Il a fait remarquer que les publicités des sites illégaux sur les réseaux sociaux explosent littéralement celles des nombreux opérateurs autorisés. Pour chaque annonce légale qui disparaît, un nombre incalculable d’offres clandestines continuent de squatter le fil d’actualité des joueurs néerlandais. Si tu cherches des chiffres, accrochés-vous : la pression publicitaire du marché noir est – accrochez-vous bien – cinquante fois plus forte que celle des acteurs régulés. Oui, vous avez bien lu !
Alors, pour lui, bannir la visibilité des opérateurs légaux, c’est offrir un champ de manœuvre à ceux qui ne se soucient guère des joueurs. Plutôt une mauvaise idée, non ? Pour sauver la mise, la KSA a choisi d’opter pour une approche plus pédagogique que la simple interdiction. Ils ont même concocté un partenariat avec le club de football Roda JC, un peu comme le super-héros du moment.

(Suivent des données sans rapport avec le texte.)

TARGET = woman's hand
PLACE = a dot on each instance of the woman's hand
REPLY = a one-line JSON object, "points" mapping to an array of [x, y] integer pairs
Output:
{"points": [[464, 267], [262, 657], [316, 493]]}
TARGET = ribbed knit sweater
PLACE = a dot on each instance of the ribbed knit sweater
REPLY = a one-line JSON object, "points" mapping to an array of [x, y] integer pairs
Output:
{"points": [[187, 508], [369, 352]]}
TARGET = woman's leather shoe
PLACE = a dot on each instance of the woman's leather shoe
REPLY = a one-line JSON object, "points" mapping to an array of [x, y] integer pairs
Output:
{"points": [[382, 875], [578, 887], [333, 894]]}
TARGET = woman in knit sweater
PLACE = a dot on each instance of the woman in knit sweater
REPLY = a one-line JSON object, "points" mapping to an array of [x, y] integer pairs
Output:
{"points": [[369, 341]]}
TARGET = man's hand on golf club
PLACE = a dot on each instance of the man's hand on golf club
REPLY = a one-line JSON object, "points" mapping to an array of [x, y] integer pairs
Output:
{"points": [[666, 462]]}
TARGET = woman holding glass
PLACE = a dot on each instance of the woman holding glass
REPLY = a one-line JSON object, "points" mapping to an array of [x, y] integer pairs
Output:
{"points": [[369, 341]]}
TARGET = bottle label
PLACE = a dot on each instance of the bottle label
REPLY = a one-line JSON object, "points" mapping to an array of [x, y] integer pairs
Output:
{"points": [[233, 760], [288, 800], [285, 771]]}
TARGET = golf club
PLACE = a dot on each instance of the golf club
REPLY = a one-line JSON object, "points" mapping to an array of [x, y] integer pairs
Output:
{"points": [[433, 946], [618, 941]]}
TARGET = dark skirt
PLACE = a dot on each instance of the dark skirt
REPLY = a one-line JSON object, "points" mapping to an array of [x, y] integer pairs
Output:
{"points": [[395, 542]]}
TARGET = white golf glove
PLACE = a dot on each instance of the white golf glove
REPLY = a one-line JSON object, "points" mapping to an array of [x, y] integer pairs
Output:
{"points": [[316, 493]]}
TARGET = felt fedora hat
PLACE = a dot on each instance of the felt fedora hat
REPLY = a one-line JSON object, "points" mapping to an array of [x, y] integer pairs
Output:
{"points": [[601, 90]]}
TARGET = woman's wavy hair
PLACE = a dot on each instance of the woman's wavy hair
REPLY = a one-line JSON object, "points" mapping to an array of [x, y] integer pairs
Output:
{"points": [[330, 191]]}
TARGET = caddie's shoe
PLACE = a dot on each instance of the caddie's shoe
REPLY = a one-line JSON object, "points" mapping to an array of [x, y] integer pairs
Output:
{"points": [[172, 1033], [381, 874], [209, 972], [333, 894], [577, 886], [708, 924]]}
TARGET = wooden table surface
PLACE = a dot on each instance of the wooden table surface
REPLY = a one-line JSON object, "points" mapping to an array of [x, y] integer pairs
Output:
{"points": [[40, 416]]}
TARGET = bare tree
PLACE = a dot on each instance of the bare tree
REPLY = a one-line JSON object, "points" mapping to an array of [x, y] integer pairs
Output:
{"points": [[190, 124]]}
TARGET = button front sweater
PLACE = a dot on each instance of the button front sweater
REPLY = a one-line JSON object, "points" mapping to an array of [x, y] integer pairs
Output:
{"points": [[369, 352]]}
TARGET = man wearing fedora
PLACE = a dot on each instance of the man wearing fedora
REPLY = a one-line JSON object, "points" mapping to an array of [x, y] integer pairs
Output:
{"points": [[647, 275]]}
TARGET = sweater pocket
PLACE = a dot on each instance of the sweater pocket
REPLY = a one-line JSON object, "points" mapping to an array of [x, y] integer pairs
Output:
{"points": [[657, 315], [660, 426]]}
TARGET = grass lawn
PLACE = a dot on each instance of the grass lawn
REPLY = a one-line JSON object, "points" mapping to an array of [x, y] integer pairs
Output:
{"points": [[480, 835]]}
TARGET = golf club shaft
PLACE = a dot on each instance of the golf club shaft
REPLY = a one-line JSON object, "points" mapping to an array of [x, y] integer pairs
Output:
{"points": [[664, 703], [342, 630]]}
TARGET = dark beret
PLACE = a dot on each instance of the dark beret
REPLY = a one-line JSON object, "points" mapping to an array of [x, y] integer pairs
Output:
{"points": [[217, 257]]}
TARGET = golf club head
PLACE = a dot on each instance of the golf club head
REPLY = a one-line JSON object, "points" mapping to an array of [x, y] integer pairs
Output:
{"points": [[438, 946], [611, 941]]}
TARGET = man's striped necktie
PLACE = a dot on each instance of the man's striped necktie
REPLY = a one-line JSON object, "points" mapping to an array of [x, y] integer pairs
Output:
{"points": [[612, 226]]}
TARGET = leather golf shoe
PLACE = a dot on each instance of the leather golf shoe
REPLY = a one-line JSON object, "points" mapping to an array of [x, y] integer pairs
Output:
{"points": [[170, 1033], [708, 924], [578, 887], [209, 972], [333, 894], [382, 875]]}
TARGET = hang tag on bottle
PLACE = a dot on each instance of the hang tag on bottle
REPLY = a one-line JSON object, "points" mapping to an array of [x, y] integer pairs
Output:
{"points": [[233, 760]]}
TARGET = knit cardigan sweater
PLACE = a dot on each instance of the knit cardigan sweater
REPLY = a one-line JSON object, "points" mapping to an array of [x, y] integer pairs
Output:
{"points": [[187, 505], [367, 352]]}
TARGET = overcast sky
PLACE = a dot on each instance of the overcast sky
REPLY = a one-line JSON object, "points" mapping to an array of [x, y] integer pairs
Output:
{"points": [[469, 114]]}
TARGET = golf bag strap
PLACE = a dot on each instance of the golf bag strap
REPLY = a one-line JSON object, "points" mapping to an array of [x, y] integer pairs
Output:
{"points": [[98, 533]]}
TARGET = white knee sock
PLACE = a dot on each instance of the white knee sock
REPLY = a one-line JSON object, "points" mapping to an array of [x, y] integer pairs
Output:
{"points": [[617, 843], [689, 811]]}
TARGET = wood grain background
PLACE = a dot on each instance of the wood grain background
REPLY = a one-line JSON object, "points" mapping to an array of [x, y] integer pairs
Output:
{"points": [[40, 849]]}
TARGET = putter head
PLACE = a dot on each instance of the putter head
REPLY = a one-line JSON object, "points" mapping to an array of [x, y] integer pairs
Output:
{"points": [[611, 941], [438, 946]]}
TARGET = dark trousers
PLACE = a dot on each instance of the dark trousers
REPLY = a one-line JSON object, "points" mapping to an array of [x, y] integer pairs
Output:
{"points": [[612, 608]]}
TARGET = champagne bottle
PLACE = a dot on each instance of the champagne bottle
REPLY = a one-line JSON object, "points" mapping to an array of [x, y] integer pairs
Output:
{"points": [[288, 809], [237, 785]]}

Lors d’un match, les joueurs ont porté des numéros de maillot « négatifs » pour symboliser les pertes que les parieurs subissent. Une belle manière de taper sur la table et d’éveiller les consciences, surtout chez les jeunes ! Groothuizen a glissé un compliment à Roda JC pour son éthique, car contrairement à d’autres clubs qui se laissent séduire par les sponsors de jeux d’argent, eux tiennent le bon bout.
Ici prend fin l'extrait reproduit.